"Les idées d'Alan Turing continuent d'influencer la recherche"

Fondé fin 2015, le Turing Centre de l'ETH Zurich réunit des chercheurs et des étudiants en sciences naturelles, en ingénierie et en sciences humaines. Dans cette interview, le directeur Giovanni Sommaruga et les codirecteurs Diane Proudfoot et Jack Copeland expliquent comment le centre stimule la recherche fondamentale libre et quel est le rapport avec les "enfants-machines".

Vue agrandie : Giovanni Sommaruga, directeur du Turing Centre Zurich (au centre), et ses codirecteurs néo-zélandais, Diane Proudfoot et Jack Copeland. (Image : ETH Zurich / Florian Meyer)
"Alan Turing a changé le monde" : Giovanni Sommaruga, directeur du Turing Centre Zurich (au centre), et ses codirecteurs néo-zélandais, Diane Proudfoot et Jack Copeland. (Image : ETH Zurich / Florian Meyer)

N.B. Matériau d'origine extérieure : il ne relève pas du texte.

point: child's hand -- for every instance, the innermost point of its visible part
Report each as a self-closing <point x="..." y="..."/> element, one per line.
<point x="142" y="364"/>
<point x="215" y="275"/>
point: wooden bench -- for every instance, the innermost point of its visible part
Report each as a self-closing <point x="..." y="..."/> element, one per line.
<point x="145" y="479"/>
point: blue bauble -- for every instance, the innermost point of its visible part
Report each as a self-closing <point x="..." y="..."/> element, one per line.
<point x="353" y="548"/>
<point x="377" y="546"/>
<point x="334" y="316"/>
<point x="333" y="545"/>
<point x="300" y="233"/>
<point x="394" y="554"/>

L'idée de créer un Centre Turing à Zurich est née en 2012, lorsque Jack Copeland, professeur à l'Université de Canterbury en Nouvelle-Zélande et spécialiste de la logique mathématique et de la philosophie de l'informatique, a rencontré Giovanni Sommaruga, enseignant en philosophie des sciences formelles à l'ETH Zurich, lors d'une conférence internationale intitulée "Turing in the discussion". En 2014, le centre a pris forme lorsque Jack Copeland et sa collègue Diane Proudfoot, chef de la philosophie à l'Université de Canterbury, ont passé quatre mois à Zurich en tant que professeurs invités. En 2015, la direction de l'école a finalement accepté d'installer le Turing Centre Zurich (TCZ) au sein du Département des sciences humaines, sociales et politiques.

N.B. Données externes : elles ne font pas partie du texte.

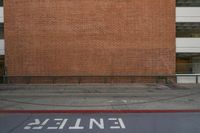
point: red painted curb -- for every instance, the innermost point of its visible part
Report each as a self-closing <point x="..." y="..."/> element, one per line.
<point x="99" y="111"/>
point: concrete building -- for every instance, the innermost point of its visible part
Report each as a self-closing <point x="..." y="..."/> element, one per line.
<point x="106" y="41"/>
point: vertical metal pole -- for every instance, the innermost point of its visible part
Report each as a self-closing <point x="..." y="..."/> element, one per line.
<point x="196" y="79"/>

Madame Proudfoot, Monsieur Copeland, pourquoi l'ETH Zurich est-elle l'endroit idéal pour le Turing Centre ?
Diane Proudfoot
:L'ETH Zurich est particulièrement bien placée pour accueillir le Centre Turing, car elle se consacre entièrement au type de recherche théorique innovante qui était le point fort d'Alan Turing, à savoir le type de recherche fondamentale motivée par la curiosité que nous appelons en anglais "blue skies research". Cela signifie que les chercheurs n'ont pas toujours un objectif précis en tête, mais qu'ils poursuivent la meilleure idée du moment et font ainsi des découvertes inattendues. C'est exactement ce que faisait Turing et ce que font encore les chercheurs de l'ETH. De plus, les chercheurs de l'ETH travaillent précisément dans les domaines que Turing a révolutionnés. C'est pourquoi l'ETH Zurich, au centre de l'Europe, est l'endroit idéal pour le Centre Turing.

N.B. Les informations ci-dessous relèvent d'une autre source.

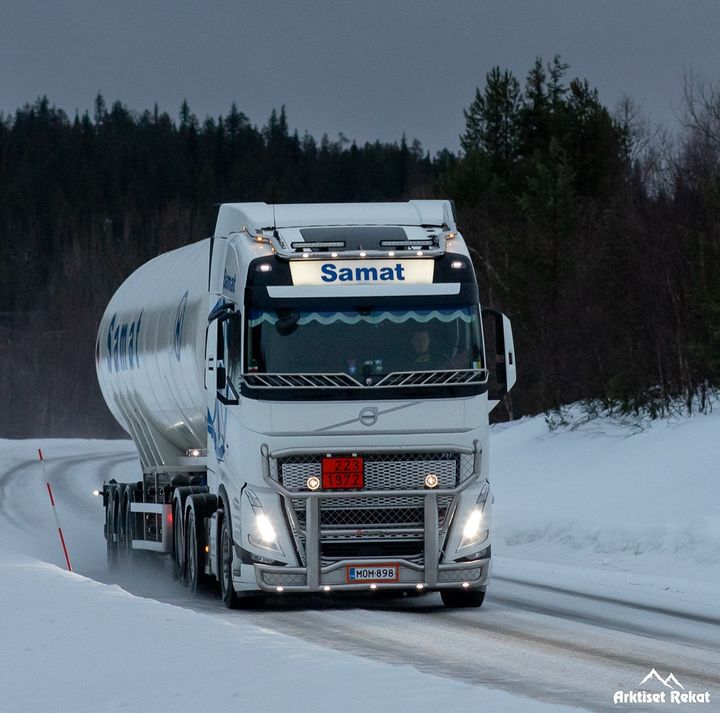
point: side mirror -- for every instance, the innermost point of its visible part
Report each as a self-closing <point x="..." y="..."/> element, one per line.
<point x="502" y="365"/>
<point x="224" y="388"/>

Jack Copeland:L'ETH Zurich est également un lieu très approprié d'un point de vue historique. En 1936, Turing a publié son célèbre article "On computable numbers, with an application to the Entscheidungsproblem", qui, du point de vue actuel, est à l'origine de la science informatique moderne. D'une certaine manière, l'article de Turing était une réponse à la pensée profonde des mathématiciens qui travaillaient dans d'importantes villes universitaires du monde germanophone, comme G?ttingen, Vienne et Zurich.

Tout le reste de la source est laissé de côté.